It's occurred to me that power rushes in to fill a vacuum. 19th Century colonialism died off in the late 20th Century, and now a new form of colonialism is trying to take its place, driven not by somebody's East India Company, but by holy men.
The main opposition party organised the seminar on ‘rise of militancy’ as part of its series of anti-government programmes marking the four-year of the four-party alliance government. A former principal of the Foreign Service Academy, Mohiuddin Ahmed, said the Awami League was ready to accept any sort of interference of external forces in eliminating the fundamentalist militants in Bangladesh. ‘If needed, we are ready to accept any sort of interference of external forces to resist fundamentalists,’ Mohiuddin, also the special guest at the seminar, said. Echoing Mohiuddin Ahmed, AL central leader Professor Abu Sayeed said if the government could welcome external agencies to probe incidents like grenade attacks on an AL rally and on the British high commissioner in Dhaka, why the AL should not welcome external forces in resisting militants.

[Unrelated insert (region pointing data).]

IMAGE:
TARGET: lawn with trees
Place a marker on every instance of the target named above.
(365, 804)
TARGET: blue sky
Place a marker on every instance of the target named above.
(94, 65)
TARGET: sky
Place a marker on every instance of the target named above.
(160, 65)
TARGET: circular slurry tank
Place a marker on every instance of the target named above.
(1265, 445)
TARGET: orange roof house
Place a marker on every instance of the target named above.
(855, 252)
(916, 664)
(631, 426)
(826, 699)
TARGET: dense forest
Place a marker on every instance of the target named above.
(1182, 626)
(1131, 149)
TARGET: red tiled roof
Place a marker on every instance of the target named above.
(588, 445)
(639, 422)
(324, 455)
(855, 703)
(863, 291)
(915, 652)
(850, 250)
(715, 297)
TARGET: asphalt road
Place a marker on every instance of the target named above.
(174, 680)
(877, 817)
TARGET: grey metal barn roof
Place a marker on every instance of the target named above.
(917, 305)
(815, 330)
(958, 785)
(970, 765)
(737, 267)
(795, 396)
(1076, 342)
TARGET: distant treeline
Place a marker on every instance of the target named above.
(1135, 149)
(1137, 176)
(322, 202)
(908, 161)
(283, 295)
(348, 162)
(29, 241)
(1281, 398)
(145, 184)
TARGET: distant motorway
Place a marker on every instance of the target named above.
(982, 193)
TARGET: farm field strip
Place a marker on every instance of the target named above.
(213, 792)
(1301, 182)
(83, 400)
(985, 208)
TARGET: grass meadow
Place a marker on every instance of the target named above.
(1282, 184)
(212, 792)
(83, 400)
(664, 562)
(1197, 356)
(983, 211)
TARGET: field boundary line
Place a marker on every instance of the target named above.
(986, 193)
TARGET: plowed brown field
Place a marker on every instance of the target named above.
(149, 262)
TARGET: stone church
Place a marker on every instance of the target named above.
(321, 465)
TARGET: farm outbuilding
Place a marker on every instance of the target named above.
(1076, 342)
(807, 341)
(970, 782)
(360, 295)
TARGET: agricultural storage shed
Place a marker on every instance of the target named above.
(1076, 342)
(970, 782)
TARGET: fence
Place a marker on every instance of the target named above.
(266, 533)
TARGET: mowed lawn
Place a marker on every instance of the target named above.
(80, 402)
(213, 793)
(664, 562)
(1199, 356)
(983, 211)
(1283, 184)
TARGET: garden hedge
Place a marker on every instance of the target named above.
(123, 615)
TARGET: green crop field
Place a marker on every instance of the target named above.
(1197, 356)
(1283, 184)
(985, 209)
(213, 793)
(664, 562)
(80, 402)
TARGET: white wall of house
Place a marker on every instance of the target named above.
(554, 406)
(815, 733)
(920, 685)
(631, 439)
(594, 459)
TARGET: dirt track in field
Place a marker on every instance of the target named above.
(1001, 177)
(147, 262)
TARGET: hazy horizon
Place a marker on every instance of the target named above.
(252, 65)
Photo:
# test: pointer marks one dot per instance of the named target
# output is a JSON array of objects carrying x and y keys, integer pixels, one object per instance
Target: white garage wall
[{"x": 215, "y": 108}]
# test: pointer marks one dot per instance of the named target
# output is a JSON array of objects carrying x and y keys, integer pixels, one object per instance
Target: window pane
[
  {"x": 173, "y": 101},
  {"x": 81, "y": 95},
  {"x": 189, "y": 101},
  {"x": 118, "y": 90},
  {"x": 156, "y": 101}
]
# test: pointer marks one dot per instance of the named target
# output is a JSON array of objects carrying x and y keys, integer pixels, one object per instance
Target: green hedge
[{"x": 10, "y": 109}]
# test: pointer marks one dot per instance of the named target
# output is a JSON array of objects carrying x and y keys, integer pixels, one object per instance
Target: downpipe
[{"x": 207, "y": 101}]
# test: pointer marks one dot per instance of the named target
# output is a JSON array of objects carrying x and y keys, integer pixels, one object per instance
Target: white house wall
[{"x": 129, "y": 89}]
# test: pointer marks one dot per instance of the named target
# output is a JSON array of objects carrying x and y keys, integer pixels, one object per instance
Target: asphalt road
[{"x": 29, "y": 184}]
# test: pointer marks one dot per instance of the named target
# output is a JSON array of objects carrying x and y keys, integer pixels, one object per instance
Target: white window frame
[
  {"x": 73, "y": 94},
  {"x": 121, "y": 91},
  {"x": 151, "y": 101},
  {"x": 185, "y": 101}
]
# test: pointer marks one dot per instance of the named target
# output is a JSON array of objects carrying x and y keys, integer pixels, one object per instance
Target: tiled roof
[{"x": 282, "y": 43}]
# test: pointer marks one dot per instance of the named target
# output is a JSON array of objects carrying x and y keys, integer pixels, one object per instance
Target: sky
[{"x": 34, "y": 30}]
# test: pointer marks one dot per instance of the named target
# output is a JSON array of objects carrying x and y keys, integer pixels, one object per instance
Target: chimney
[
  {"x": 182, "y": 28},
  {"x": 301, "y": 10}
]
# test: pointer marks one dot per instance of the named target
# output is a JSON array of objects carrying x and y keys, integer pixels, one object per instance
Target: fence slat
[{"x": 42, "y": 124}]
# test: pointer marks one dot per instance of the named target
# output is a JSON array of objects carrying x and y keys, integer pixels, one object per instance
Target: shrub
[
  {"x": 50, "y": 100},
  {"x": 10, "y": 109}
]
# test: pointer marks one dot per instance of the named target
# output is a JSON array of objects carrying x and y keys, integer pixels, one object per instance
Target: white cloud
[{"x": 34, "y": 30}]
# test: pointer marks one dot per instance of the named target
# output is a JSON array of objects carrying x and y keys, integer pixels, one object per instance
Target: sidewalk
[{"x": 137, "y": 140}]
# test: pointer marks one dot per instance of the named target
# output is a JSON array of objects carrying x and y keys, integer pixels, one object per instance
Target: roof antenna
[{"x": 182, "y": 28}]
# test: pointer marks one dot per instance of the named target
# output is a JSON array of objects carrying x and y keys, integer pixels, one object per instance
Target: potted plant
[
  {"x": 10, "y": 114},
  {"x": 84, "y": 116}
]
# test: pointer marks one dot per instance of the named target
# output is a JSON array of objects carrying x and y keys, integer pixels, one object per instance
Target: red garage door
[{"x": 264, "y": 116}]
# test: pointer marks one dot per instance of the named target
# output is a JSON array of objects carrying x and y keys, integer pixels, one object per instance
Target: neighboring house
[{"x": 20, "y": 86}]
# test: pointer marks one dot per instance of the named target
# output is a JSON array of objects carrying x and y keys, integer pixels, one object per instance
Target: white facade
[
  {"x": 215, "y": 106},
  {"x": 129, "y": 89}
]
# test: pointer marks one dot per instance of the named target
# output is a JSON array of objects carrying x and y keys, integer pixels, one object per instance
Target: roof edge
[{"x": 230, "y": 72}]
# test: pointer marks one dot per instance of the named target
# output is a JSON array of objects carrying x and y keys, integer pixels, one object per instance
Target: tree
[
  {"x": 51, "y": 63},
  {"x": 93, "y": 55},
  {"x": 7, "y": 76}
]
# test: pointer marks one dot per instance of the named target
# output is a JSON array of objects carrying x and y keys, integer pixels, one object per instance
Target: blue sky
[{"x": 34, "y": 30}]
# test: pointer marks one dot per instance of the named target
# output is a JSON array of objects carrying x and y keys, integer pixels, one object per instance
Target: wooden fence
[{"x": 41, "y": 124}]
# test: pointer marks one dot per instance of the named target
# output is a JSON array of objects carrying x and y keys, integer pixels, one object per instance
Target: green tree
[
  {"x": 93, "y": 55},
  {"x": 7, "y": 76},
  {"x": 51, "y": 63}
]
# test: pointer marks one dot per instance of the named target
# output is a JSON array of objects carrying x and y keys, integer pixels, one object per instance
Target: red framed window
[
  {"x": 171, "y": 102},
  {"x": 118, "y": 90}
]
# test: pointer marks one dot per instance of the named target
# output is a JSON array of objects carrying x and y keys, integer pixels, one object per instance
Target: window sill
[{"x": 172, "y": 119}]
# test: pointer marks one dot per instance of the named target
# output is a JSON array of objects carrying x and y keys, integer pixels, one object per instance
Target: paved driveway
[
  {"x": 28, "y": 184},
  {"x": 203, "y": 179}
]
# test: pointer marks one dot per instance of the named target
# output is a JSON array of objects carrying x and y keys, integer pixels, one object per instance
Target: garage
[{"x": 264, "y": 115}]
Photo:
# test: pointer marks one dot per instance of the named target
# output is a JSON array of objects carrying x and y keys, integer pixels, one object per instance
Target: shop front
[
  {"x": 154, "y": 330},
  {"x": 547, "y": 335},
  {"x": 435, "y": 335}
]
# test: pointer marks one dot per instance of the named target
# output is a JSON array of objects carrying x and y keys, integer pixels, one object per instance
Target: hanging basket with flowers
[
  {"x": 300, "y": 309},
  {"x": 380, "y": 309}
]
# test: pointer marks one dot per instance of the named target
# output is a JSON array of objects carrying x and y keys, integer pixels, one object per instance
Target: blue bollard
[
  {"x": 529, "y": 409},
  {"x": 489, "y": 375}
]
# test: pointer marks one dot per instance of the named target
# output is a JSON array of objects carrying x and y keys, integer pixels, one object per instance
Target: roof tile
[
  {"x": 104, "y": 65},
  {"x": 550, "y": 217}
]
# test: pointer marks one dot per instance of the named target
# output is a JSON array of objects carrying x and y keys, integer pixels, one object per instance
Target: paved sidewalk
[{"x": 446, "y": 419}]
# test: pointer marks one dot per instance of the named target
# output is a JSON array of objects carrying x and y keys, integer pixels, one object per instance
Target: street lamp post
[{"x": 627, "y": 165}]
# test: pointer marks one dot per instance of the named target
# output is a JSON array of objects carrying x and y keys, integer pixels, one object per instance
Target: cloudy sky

Asked whether the Awami League supports the US invasion on Iraq and Afghanistan in the name of eliminating militants, Mohiuddin Ahmed said they supported invasion on Afghanistan as the US had taken mandate from the United Nations for it.

AL joint secretary Obaidul Kader, executive president of Jatiya Samajtantrik Dal, Moinuddin Khan Badal, and AL leader Akhtaruzzaman also addressed the seminar held at the Dhaka reporters Unity. They said fundamentalist militants were now in aggressive mood in the country with direct patronisation of the BNP-Jamaat alliance government. Terming Jamaat-e-Islami Bangladesh and its student front, Islami Chhatra Shibir, militant, they demanded immediate ban of all militant groups active in the country. Abu Sayeed, who was the state minister for information of the past Awami League government, said Jamaat and Shibir were providing arms training to the militants through 7,000 madrassahs in the country.